Alla fine 9 M più 6 M di bonus...


----------



## Jino (27 Giugno 2013)

Now i'm here ha scritto:


> poco da dire, ha ragione.
> è 2 anni che lo dobbiamo prendere, anche lui mica poteva aspettarci in eterno.



Che doveva fare? Aspettarci fino a fine agosto? Con il rischio di rimanere a Manchester?
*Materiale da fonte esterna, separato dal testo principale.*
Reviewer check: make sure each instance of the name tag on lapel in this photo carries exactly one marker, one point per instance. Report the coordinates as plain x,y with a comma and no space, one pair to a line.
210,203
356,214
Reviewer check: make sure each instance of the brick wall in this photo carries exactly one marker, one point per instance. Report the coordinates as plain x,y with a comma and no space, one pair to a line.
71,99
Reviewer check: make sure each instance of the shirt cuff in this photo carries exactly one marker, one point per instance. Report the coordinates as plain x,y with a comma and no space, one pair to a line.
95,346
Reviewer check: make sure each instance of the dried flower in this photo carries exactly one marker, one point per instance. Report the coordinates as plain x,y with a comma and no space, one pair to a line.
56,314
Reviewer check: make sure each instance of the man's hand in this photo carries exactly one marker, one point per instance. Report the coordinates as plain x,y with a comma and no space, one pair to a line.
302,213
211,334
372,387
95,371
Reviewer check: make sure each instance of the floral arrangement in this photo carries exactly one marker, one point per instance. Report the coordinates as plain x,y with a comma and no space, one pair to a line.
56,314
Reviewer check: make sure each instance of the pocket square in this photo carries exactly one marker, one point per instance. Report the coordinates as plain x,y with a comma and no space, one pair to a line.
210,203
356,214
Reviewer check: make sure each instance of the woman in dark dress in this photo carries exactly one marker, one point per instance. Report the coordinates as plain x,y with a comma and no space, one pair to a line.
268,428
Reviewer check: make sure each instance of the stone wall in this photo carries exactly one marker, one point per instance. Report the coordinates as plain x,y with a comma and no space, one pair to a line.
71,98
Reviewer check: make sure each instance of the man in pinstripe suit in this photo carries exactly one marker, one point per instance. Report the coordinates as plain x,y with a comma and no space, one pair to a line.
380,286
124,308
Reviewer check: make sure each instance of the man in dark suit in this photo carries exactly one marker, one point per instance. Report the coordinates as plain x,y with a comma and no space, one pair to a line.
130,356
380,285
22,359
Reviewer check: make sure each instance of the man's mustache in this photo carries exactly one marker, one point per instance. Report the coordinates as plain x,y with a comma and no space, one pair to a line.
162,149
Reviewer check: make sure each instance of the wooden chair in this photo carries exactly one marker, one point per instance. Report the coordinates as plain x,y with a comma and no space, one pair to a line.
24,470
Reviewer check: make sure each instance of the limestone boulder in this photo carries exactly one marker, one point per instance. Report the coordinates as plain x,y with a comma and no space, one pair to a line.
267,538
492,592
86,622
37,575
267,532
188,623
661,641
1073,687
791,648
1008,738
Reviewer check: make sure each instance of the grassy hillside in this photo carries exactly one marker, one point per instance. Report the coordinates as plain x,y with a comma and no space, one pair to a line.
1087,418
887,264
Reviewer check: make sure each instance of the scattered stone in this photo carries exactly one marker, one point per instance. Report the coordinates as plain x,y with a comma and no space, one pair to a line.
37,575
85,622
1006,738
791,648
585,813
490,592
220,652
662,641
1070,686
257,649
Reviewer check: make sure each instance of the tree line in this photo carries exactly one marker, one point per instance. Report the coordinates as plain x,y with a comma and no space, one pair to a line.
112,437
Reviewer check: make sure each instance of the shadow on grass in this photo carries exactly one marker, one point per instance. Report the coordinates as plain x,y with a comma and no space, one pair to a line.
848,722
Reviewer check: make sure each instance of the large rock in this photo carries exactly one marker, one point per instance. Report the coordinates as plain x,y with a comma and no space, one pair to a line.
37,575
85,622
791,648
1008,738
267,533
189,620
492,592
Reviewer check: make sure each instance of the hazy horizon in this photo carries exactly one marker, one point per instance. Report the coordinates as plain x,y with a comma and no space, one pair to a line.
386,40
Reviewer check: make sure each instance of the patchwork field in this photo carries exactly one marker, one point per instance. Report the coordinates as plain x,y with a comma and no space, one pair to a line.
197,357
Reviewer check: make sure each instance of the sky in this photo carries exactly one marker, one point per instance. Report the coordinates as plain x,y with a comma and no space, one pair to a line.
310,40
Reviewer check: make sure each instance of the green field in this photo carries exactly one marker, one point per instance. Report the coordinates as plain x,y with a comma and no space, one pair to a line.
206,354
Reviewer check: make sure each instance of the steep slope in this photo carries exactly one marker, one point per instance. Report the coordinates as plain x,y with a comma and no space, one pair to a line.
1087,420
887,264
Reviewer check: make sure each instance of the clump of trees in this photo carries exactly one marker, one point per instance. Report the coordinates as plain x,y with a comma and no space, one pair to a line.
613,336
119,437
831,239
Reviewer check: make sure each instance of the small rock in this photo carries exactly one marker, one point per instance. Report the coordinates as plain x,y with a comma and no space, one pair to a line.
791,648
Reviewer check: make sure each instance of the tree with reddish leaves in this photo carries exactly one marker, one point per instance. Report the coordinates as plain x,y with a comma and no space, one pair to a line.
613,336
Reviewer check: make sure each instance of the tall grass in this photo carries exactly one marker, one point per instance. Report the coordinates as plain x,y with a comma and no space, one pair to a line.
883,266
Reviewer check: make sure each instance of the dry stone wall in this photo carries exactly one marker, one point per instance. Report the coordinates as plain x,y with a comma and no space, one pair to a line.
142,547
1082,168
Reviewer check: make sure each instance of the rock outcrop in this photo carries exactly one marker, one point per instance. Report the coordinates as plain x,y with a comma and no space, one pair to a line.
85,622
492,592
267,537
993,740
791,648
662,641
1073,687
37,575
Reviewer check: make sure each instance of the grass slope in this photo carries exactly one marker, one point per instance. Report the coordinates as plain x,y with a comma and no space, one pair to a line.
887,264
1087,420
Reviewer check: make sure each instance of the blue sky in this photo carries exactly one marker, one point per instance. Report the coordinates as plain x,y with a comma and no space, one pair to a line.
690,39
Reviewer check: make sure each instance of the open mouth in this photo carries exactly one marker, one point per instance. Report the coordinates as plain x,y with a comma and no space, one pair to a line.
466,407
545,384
Ha fatto benone, già l'ha preso di dietro una volta da noi.


----------



## Il Re dell'Est (27 Giugno 2013)

*Lo hanno pagato 15 milioni: 9+6 di bonus... è scritto nel comunicato stampa sul loro sito ufficiale.*


----------



## Pivellino (27 Giugno 2013)

mourinhomifottotuamoglie ha scritto:


> Rosik?



No.
Due anni fa aveva un senso scambiarlo col papero oggi non ha senso innestare un giocatore di 29 anni come Tevez su questa squadra e poi passare due anni a lamentarsi del bilancio e del fatto che con lui il nostro mercato è chiuso.
Cioè, avrebbe senso se avessimo un organico già pronto per competere ad alto livello o se avessimo un obiettivo percorribile a breve (due anni fa era in gioco lo scudetto).
Oggi ha più senso Tevez alla Juve che al Milan.
Poi che nessun top club europeo abbia pensato di prendere Tevez quest'anno è un dato di fatto.
Infatti Higuain lo vedono col binocolo.


----------



## Shellac (27 Giugno 2013)

Il Re dell'Est ha scritto:


> *Lo hanno pagato 15 milioni: 9+6 di bonus... è scritto nel comunicato stampa sul loro sito ufficiale.*



il bonus completo scatterebbe verosimilmente solo in caso di vittoria della champions
per adesso a bilancio ci vanno 9 milioni.



Pivellino ha scritto:


> No.
> Due anni fa aveva un senso scambiarlo col papero oggi non ha senso innestare un giocatore di 29 anni come Tevez su questa squadra e poi passare due anni a lamentarsi del bilancio e del fatto che con lui il nostro mercato è chiuso.
> Cioè, avrebbe senso se avessimo un organico già pronto per competere ad alto livello o se avessimo un obiettivo percorribile a breve (due anni fa era in gioco lo scudetto).
> Oggi ha più senso Tevez alla Juve che al Milan.
> ...



l'Arsenal sarebbe un top club europeo?
comunque ricordiamoci di un certo Eto'o, regalato ai topi di fogna come un tiribocchi qualsiasi.
e all'epoca aveva la stessa età di Tevez oggi.
quindi il fatto di essere cercato o meno dai top club conta fino a un certo punto, il mercato è fatto di tante variabili.
per il resto concordo che il Milan abbia altre priorità, l'attacco è l'ultimo dei problemi.


----------



## sion (27 Giugno 2013)

complimenti alla juve per l'operazione,hanno preso a poco un grande giocatore,bravi.


----------



## Z A Z A' (27 Giugno 2013)

Marotta: "Decisiva la volontà del giocatore"

_Carlitos non tradisce_


----------



## Dexter (27 Giugno 2013)

*Tevez : "Con Galliani ho parlato solo due volte: l'ultima lo scorso anno" *


----------



## Fabry_cekko (27 Giugno 2013)

Shellac ha scritto:


> il bonus completo scatterebbe verosimilmente solo in caso di vittoria della champions
> per adesso a bilancio ci vanno 9 milioni.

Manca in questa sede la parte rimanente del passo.